Thanks.If I want to translate arm to llvm-it bymyself for a try, is it possible? Is this job easy and is there some reference about this job? Now I just learn a little by llvm-ir langguage reference
@chlizheng When you write translate arm to llvm-ir by myself do you mean by hand? If so, that would take ages. The tools listed above are written specifically for this task, and especially to take corner cases into consideration (e.g. side effects such as the setting of flags, etc).
If you are asking whether the above tools are easy to use, I would have to leave that answer up to someone else. My personal experience with these kind of tools is that they are great when they work, and quite annoying when they don't. You can spend hours (or days/weeks/months) tracking through aspects of the code, trying to implement those parts that are not yet implemented. This is more of a heads up than a warning. If you want a quick easy fix to a problem, this is not it. If you want to learn more of how things work underneath. Then by all means, you are warmly invited. Down here, there is joy enough to share :)
Cheers, Robin
@mewmew HI. I try to use the clang and llvm tools. Then I use ‘clang -S -emit-llvm hello.c’ to get hello.ll. And then use 'clang -c -emit-llvm hello.ll' to get hello.bc. Finally, I use 'llc -march=arm -mcpu=cortex-m3 -mattr=v7' to translate it to arm assembly code.

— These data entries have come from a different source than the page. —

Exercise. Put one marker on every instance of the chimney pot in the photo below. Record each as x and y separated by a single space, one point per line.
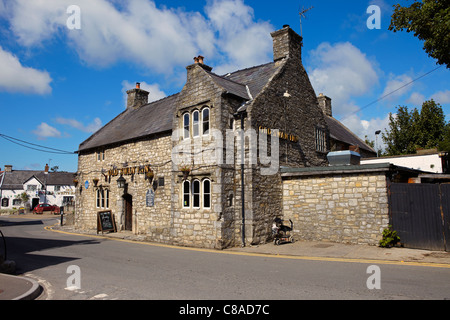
137 97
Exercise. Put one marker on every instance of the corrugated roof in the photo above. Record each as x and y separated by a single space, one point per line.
341 133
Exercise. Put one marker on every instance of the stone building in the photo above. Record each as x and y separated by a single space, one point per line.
189 179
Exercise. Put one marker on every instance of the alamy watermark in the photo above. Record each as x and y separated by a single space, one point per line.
374 280
374 21
73 22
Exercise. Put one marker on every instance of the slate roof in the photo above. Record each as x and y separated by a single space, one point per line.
341 133
156 117
152 118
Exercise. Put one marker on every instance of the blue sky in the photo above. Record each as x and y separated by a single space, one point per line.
58 85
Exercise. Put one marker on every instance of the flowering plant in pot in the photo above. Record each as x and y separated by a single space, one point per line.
185 170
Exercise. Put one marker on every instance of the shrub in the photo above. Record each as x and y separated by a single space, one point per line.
390 238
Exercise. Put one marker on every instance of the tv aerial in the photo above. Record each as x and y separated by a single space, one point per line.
302 15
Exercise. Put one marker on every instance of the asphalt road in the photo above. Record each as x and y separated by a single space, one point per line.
110 269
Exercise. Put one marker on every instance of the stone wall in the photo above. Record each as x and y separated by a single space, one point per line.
345 208
154 152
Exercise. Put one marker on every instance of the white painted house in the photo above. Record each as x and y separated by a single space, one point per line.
427 161
56 188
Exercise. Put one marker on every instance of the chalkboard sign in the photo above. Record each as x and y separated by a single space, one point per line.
105 221
150 198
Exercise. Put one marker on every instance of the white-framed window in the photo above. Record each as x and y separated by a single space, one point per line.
205 121
186 125
196 194
100 155
186 194
195 123
102 198
206 193
321 140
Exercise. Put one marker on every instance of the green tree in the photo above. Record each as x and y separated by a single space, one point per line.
430 125
444 145
409 130
429 20
400 136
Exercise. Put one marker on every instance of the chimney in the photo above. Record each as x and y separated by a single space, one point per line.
137 97
286 44
325 104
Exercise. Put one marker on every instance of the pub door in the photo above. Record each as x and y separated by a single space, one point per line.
128 212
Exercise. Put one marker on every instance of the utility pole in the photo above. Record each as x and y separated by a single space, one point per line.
302 15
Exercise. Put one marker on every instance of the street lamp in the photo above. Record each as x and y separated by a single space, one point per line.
121 182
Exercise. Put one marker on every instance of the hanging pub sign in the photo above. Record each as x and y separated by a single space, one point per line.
281 134
150 198
129 170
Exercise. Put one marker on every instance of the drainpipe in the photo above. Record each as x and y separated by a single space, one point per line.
242 113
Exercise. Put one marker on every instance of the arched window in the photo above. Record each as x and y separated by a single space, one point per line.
186 194
205 121
196 194
195 123
186 125
206 193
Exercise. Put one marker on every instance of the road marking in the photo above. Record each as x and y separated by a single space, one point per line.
265 255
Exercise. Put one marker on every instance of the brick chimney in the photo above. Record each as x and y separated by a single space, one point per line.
325 104
137 97
286 44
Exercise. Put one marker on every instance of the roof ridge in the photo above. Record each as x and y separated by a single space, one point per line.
264 64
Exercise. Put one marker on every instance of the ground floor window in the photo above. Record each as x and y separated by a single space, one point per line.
102 198
197 194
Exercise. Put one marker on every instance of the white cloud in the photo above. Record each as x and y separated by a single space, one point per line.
14 77
441 97
156 38
416 99
243 41
393 85
44 131
341 71
90 128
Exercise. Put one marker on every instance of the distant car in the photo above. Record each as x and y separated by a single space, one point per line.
40 208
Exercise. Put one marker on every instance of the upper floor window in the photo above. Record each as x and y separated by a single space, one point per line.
321 140
100 155
205 121
195 123
102 198
186 125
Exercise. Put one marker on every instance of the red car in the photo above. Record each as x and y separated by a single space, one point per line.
40 208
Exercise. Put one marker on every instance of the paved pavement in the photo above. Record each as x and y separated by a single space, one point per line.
21 288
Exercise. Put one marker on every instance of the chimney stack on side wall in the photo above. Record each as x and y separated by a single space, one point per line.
137 97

But llc can't do it and make a error. The error is "llc : hello.bc : error:Invalid type for value". Do my method have problem or the tools have problem. Do you know about this?
best regards.
Now it's possible to compile it back, but not link.
-
RetDec fails to decompile pointers to functions. For example, I have a global structure filled with pointers to functions. Just simple interface in C. But RetDec leave them as
unknown_%i
. -
Seems that RetDec's disassembler or other part of RetDec doesn't work with statically allocated data. I don't think it's even possible to know how much memory should be allocated. So it will not work. For example, some global buffers like
T buf[size]
just left as pointers. They are not initialized, so you cannot work with that. -
If you are recompiling something was compiled by MSVC on Linux, you may encounter that Linux linkers doesn't like MSVC mangling. However, you can just replace all '@' with something else, like '_' and it will work.
The LLVM code emitted by retdec is incomplete and doesn't reflect the asm code, it often skips the whole sequencies of instructions.